OPINION:
It’s Democratic convention time, and while this year’s shindig may not be anything to write home about, the confabs in the old days were knock-down, drag-out affairs. For example, it took nine ballots to nominate James K. Polk in 1844; 49 for Franklin Pierce in 1852, 17 for James Buchanan in 1856, and 22 for Horatio Seymour in 1868. The record for feuding, fussing and fighting was set in 1924, when 103 ballots had to be cast during a 17-day marathon.
By contrast, the Republicans have never gone beyond 36 ballots.
The worst thing the Democrats ever did was to institute the two-thirds rule at their first convention in 1832. That meant that the winning candidate had to get not a simple majority of votes, but two-thirds. That rule didn’t come to an end until 1936. In the interim, the Democrats almost ran out of paper for ballots.
And they balloted at the strangest times. In 1932, for example, they didn’t start voting until 4:28 a.m. on July 1. After three ballots, delegates decided to call it a day. Quite literally. They adjourned at 9 a.m. The balloting started up again at 9 p.m. Oh, I almost forgot: humorist-cowboy Will Rogers got 22 votes on the second ballot, but none on the third. It was the convention that the successful candidate, Franklin D. Roosevelt, appeared before the delegation to accept the nomination. That was a first, but it set a tradition that’s still around today.
In 1844, the Democrats had another first: Silas Wright of New York was selected as the veep candidate, but he said, “Thanks, but no thanks.”
One tradition that wasn’t followed — and probably for good reason — was set by President Andrew Jackson. In 1835, he called the Democratic convention a year before the actual election to make certain he could get his choice, his vice president, Martin Van Buren, as the party nominee.
The Democratic convention of 1904 took the grand prize in terms of an old vice-presidential nominee. It nominated 80-year-old Henry Davis of West Virginia as running mate to Judge Alton Parker of New York. Davis was a wealthy man and the delegates thought he might pour dough into the campaign. About the only thing he contributed was a lot of good jokes for the Republicans. Parker and Davis were called “an enigma from New York and a reminiscence from West Virginia.”

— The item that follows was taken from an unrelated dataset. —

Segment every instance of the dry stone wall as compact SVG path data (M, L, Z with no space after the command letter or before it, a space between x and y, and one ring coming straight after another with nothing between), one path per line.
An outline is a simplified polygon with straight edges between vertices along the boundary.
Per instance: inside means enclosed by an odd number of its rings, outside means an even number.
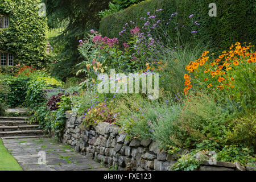
M80 128L82 117L66 112L67 123L63 143L71 145L75 150L109 168L122 170L171 170L177 156L160 150L158 144L149 139L126 139L126 134L114 124L99 123L96 126ZM188 151L181 150L179 154ZM253 166L255 164L253 164ZM255 166L255 165L254 165ZM200 171L245 171L255 168L251 165L246 169L239 163L219 162L212 165L204 161Z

In 1872, the Democrats convened in Baltimore and went crazy. Their meeting lasted six hours — the shortest on record. Delegates accepted the candidates selected earlier by the Liberal Republicans — and without any nominating speeches. The debate on the platform was limited to an hour. Total cost of the convention: maybe a buck-and-a-half.
The first dark horse to get the nod of Democrats was James K. Polk in 1844. The first time an incumbent governor was chosen for the top spot was in 1876, but Samuel Tilden of New York had the election stolen from him by Republicans who controlled the critical House committee that decided several disputed electoral votes.
Best minimization of a wealthy candidate’s lack of rags-to-riches: for FDR in 1932 (“born on the wide banks of the Hudson in the little town of Hyde Park, country born and country loving”), and Adlai Stevenson in 1952 (“grew up in a small Illinois town in the heart of the great agricultural district of America, close to the problems of the farmer.”)
Best platform statement: In 1900, when the Democrats criticized the foreign territory acquired in the wake of the Spanish-American War by the incumbent Republican administration:
“No nation can long endure half-republic and half-empire.”
Worst embarrassment in a Democratic convention: Two seconding speeches in 1884 for Grover Cleveland, the eventual nominee, were critical of his nomination. That’s right. The brouhaha over the speeches was not easy to put down, although one delegate rose to the occasion, trying to appease both sides:
“They love [Cleveland], gentlemen, not only for himself, for his character, for his integrity and judgment and iron will, but they love him most of all for the enemies he has made.”
• Thomas V. DiBacco is professor emeritus at American University.